Saturday 26 March 2016

Dangerous Knowledge

I think we all “grow up” when we realize that people don’t always mean what they say or say what they mean, it’s when we start figuring out what people actually mean when they say something.

Growing up takes time. It doesn’t strike you as a blessing on a Sunday afternoon. It is a process that may take years, decades or even an entire lifetime. It can also be viewed as an evolutionary or a neuro-biological phenomenon that is accrued vastly from the sum total of the experiences of one generation, an ideology or world view that they deem worthy of passing on to the next to ensure the prosperity of their lineage.

It is a discovery, a sense of realisation, of knowing something you didn’t a moment ago. The knowledge that comes with it is a quintessential part of human experience. It happens because we are the only species who have an infinite capacity to learn from other’s experiences. It comes at a price that must be paid with innocence. You lose the ability to seek goodness in everything and everyone, or at best learn to exercise it with ever increasing caution.

It cannot be undone, not in its entirety at least. As it is with science, theories you build once will always be under revision in the light of new observations and experiences, as and when you gain the ability to examine the world with more and more sophisticated tools- education. This knowledge does broaden your world view but while doing so it also confronts you with those infinite shades of grey that will forever cloud the ever expanding gulf between black and white.

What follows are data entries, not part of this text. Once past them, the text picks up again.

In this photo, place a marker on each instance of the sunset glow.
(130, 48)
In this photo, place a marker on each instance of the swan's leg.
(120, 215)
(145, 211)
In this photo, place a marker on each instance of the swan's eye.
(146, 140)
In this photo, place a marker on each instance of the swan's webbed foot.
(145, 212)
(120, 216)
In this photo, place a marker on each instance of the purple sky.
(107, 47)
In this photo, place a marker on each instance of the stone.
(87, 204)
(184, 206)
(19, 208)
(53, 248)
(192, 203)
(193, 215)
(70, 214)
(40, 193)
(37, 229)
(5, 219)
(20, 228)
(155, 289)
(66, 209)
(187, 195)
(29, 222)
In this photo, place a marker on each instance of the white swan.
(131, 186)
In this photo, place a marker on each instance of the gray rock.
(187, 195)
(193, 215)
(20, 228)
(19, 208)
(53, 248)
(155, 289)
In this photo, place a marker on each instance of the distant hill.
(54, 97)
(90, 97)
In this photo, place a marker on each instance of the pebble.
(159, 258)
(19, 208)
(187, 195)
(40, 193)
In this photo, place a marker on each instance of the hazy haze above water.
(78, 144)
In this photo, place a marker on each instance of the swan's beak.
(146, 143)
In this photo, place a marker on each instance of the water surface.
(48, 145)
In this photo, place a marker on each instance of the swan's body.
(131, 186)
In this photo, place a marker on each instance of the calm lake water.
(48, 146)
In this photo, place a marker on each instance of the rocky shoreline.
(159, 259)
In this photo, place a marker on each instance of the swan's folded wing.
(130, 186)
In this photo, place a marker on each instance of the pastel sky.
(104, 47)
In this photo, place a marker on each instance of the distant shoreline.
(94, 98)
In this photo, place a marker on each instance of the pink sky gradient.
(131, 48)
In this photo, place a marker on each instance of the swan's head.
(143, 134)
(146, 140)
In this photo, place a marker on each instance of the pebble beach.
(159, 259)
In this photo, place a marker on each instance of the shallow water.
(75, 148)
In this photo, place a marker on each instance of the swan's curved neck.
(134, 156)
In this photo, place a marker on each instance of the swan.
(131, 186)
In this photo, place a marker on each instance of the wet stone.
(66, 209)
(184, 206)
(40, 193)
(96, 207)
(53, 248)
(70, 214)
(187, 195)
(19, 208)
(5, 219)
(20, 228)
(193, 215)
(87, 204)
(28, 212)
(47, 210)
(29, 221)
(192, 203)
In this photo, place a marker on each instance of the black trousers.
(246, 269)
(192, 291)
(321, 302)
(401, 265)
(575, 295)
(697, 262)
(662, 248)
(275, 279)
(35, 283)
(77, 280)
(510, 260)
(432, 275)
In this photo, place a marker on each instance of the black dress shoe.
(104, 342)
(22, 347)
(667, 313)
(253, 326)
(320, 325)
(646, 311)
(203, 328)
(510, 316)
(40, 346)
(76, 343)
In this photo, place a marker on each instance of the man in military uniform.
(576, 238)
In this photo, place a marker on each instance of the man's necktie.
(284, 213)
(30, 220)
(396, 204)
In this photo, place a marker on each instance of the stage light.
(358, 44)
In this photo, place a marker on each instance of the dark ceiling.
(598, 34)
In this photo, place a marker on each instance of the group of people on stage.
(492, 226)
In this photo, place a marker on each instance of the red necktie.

It makes you question your understanding of faith and trust, making you a lifelong skeptic. You start constructing an invisible guard that you will now wield for the rest of your life, anxiously waiting, searching for people who can patiently, lovingly invade those numerous impregnable walls and manage to get close enough to wield that guard for you, with you. The walls keep getting higher and stronger each time someone fails to do so or surrenders in between.

It is magical how most of life is about sharing human experiences and knowledge but it is a pity how most of growing up is about understanding the perils of the same. I used to find it very ironic how everyone always wanted to be happy- to the extent that they would even be willing to play along with their own overtly pretentious social exercises like gatherings, festivities and celebrations, just to bath in the aura of collective goodness- but still, somehow, eventually end up more bitter and miserable than ever before. After all, why must there be anger, grief, regret, envy and suffering in a world where everyone wants to be happy?

I now realize it’s because of the pleasant delusion that is hope, that no matter how bad things get, we can always choose to believe that they can get better. This belief, although entirely self sufficient and independent of the dangerous knowledge, it seems comes much more conveniently to those who know less. May be it is just a part of the bliss that comes with ignorance but the one thing I have realized “growing up” is that when the long night comes, it is much easier to keep moving along when you do not know what kind of demons stand lurking in the dark.